Global and national temperature records clearly show the amount of excess heat that greenhouse gases have trapped in the atmosphere, but humans do not live in average temperatures. These measurements can hide wide regional variations and extreme temperatures. A series of summer heat domes in the southwestern United States created one of the hottest places on Earth. As of September 4, Phoenix had reached 100 degrees Fahrenheit for more than 100 consecutive days, far surpassing the city’s previous record of 76 consecutive days set in 1993. July’s heatwaves caused suffering for Olympic athletes in Paris, sparked wildfires in Portugal and Greece, and exacerbated water shortages in Italy and Spain. Even in the Southern Hemisphere, where winter was, sweltering heat continued from June to August. Australia experienced summer-like weather throughout August, with the national average temperature being 5.4 °F (3 °C) higher than normal, with remote areas of Western Australia reaching a record high of 107 °F (41.6 °C). In July, temperatures in the Antarctic winter regions were 50 °F (28 °C) higher than normal.

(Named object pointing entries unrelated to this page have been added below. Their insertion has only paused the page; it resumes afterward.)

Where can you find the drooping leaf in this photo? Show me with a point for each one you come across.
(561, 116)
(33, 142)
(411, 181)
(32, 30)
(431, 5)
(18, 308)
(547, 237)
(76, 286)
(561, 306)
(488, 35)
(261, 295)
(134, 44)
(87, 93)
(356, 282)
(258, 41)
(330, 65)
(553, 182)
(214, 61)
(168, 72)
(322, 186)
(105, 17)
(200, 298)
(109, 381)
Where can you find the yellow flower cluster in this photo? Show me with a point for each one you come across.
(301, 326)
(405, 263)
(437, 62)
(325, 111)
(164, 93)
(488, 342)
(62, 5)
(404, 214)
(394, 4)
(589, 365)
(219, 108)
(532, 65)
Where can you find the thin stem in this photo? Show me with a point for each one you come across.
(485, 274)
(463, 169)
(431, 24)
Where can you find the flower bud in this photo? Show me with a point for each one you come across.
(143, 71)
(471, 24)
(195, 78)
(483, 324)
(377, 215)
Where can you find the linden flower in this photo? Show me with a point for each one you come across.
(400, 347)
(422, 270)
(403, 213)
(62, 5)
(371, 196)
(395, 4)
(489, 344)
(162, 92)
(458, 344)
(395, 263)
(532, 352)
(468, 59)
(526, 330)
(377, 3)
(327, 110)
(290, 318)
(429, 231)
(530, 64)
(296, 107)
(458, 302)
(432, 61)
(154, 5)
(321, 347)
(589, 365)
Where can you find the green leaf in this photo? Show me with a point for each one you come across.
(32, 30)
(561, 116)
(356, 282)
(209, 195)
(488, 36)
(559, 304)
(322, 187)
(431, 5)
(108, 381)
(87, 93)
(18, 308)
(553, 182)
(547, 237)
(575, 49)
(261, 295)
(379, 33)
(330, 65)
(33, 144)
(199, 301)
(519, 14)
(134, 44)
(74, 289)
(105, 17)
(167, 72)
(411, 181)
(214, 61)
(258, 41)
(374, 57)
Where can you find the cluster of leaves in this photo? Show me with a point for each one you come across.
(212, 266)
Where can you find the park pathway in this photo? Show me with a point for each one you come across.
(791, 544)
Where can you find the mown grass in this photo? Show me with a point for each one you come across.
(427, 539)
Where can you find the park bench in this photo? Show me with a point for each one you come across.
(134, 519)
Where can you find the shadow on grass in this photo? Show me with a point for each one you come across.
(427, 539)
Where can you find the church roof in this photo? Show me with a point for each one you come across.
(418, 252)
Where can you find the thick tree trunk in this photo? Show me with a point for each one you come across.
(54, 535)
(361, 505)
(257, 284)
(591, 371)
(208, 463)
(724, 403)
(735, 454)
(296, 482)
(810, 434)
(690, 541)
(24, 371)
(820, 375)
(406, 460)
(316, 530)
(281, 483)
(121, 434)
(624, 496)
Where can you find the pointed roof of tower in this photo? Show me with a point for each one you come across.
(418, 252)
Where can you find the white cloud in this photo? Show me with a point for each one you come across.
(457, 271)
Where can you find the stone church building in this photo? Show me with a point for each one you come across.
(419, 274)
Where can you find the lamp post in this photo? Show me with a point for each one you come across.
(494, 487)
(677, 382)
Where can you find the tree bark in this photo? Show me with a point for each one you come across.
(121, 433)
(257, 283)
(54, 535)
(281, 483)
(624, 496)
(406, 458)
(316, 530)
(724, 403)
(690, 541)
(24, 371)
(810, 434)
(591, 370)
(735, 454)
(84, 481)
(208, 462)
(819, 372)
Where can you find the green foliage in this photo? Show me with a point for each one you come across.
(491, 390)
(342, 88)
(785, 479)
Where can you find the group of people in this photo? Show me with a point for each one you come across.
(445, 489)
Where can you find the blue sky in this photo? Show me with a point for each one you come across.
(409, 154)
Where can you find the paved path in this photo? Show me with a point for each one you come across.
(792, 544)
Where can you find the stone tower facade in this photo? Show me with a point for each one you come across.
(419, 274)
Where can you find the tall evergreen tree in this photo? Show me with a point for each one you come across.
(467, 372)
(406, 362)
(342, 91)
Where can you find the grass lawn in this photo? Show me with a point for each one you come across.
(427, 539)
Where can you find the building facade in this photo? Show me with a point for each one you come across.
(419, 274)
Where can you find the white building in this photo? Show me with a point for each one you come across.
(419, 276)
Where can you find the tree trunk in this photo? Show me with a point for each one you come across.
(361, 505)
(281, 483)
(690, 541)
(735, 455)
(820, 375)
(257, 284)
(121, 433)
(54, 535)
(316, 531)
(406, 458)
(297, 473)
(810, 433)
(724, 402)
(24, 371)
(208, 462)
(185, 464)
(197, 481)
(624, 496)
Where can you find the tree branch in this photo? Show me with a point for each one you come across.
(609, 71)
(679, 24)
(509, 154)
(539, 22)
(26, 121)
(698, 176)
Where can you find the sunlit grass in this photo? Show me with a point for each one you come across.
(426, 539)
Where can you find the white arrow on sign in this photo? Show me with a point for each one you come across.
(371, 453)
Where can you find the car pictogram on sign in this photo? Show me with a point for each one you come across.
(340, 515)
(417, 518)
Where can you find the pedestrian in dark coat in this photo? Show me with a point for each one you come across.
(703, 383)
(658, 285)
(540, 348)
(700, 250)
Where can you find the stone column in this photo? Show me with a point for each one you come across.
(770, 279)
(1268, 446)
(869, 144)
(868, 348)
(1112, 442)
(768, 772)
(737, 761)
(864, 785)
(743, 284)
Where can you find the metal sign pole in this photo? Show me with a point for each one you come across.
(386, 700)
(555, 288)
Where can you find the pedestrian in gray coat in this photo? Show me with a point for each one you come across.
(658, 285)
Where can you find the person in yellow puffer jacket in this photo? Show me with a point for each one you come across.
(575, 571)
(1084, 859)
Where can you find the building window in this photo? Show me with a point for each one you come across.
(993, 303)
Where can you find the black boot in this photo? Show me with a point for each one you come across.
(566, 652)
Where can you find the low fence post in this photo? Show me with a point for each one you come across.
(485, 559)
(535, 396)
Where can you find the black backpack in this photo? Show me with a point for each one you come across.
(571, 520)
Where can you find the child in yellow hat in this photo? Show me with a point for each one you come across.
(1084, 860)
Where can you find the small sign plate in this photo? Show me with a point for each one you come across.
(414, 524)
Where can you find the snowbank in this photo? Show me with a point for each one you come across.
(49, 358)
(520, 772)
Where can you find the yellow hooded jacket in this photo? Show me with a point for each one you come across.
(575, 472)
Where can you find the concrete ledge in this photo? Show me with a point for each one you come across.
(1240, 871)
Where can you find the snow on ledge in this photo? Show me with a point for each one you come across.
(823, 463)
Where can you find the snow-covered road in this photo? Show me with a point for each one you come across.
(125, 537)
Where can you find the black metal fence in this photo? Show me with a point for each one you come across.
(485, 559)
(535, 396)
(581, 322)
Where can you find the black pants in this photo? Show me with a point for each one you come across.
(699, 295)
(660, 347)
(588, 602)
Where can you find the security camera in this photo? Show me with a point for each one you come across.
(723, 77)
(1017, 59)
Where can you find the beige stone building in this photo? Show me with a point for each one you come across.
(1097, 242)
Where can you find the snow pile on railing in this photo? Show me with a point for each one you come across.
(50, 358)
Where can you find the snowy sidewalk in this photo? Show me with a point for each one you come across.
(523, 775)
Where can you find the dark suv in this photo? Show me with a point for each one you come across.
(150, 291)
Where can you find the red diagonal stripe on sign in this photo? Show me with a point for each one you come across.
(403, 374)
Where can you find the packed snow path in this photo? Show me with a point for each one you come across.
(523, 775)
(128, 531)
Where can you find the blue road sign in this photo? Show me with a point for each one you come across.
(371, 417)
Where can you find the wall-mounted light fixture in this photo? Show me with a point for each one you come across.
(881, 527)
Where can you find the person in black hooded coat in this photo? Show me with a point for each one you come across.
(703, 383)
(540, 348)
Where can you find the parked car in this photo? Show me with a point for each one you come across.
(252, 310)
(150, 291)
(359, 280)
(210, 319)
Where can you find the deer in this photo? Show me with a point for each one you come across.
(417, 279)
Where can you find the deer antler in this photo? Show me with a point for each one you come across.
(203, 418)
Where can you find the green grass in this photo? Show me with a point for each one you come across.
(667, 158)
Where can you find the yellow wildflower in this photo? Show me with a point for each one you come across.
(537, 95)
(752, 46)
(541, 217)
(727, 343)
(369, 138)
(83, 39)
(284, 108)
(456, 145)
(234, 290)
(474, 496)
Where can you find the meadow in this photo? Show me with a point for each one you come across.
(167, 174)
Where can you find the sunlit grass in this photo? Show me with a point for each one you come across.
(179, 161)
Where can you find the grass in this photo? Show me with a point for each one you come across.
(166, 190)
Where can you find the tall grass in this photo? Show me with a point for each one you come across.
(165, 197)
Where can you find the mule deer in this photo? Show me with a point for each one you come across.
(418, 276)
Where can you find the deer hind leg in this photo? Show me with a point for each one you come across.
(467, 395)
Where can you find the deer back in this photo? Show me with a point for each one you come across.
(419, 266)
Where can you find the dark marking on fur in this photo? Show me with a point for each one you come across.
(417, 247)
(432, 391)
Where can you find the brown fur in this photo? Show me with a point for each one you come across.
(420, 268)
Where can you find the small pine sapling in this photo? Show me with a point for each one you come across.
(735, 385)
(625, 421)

Texas A&M University climate scientist Andrew Dessler says the planet will continue to break record heat unless humanity stops emitting greenhouse gases. Now that renewable energy is cheaper than fossil fuels, he says the biggest obstacle to meaningful action is political, not technological. That means, Dessler emphasizes, “the solutions are within our grasp.”
Greenhouse gas emissions have stabilized over the past decade, at least preventing further acceleration of warming. But to prevent global temperatures from rising any further, emissions from other sources, such as burning fossil fuels, deforestation and agriculture, must stop. Climate scientists currently predict that the Earth will exceed the 1.5-degree threshold set by the Paris Agreement later this decade or early next.
“But we don’t go from climate stability to crisis as soon as we exceed 1.5 degrees,” Hausfather stressed. “Even a tenth of a degree is a problem. The more we warm, the bigger the impacts will be.”